When I first saw it I was thinking 1947, but when I started paying attention to the question I moved that estimate earlier and earlier.
Jean Shepherd claimed, not autobiographical at all. Since the thing is set in the fake steel mill town of Hohman, Indiana, while Shepherd grew up in steel mill town of Hammond, Indiana, which has a main street called “Hohman,” and Shepherd really did have a little brother named Randy, I tend to think he picked a lot of details from his life, and the lives of friends, and wove a narrative, but the book wasn’t, strictly speaking, an autobiography or even memoir.

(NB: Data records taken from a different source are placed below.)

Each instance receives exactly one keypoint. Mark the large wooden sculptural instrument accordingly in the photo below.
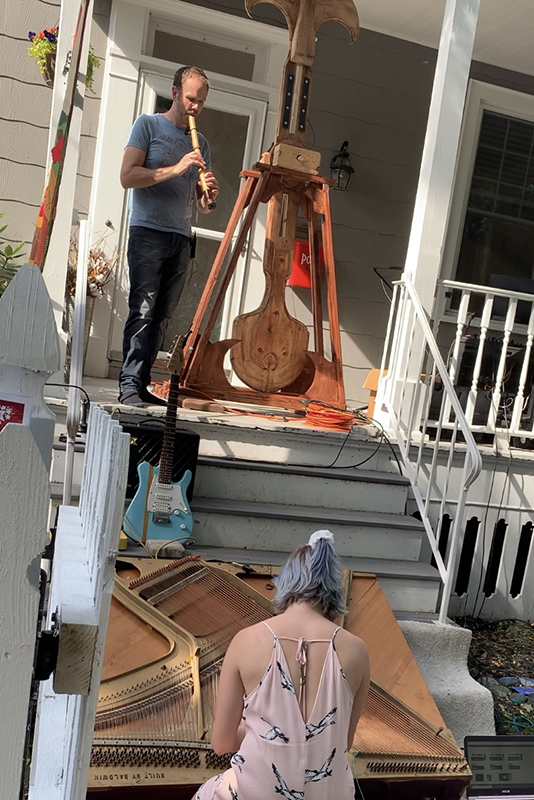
(272, 351)
(269, 348)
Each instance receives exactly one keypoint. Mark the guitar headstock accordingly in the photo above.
(175, 361)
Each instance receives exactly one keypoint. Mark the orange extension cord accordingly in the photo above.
(317, 413)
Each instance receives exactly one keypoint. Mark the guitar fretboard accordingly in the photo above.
(169, 433)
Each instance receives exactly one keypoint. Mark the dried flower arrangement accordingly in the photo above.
(100, 267)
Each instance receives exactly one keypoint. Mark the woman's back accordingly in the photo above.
(291, 690)
(298, 709)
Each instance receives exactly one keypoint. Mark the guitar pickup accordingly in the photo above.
(161, 519)
(161, 508)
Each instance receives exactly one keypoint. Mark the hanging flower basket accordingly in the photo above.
(43, 49)
(50, 69)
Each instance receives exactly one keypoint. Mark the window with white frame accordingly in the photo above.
(491, 228)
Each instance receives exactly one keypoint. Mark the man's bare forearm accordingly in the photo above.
(140, 177)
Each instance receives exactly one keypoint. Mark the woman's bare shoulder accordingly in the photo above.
(253, 635)
(351, 647)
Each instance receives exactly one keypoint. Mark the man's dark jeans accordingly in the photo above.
(157, 262)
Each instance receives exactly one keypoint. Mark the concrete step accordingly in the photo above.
(410, 588)
(275, 526)
(322, 487)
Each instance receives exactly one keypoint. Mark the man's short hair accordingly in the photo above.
(184, 73)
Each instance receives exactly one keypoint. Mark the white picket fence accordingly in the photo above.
(80, 595)
(81, 582)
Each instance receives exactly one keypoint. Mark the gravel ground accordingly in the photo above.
(502, 658)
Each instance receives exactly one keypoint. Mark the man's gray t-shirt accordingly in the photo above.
(168, 205)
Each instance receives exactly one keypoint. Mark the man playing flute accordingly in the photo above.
(162, 169)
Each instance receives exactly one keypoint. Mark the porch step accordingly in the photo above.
(350, 489)
(411, 588)
(275, 526)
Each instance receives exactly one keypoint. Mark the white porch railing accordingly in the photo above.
(414, 375)
(490, 357)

If it was set during WWII, I should have thought there would be SOME indication. Some rah-rah flag-waving, kids playing war games (“you guys be the dirty Japs and we will be the Marines”), seeing the neighbor’s brave enlisted son off at the station, blah blah blah. Every single movie I’ve ever seen with families during The War have some sub-plot involving a victory garden, food and gas rationing…judging by the fashions and hairstyles from what I could see, it looks like late 30’s, early 40’s. A timeless childhood when you went out and played in the snow, looked at the display in a Woolworth’s window, seeing Santa in a big department store. I just love this movie so much.
I said late 1930s, but Ralph is an unreliable narrator, and we’re listening to the adult Ralph reminisce about his boyhood. It’s not surprising that he would get certain dates confused. Definitely post Wizard of Oz and pre-Pearl Harbor.
The movie is supposed to be an amalgam of childhood memories. The time frame isn’t meant to be consistent.
Given that, the decoder pin is, as mentioned, a 1940 version. But the copy of Look magazine that Ralph cleverly hides his BB gun ad is a 1937 issue.
Still, I vote for pre-war, for lack of anything war related, except on soldier at Holman’s window.
Yeah, it was pre-war, which was the intention of both the producer and the author, according to Wiki. That aside, it has the feel of late Depression Era to me.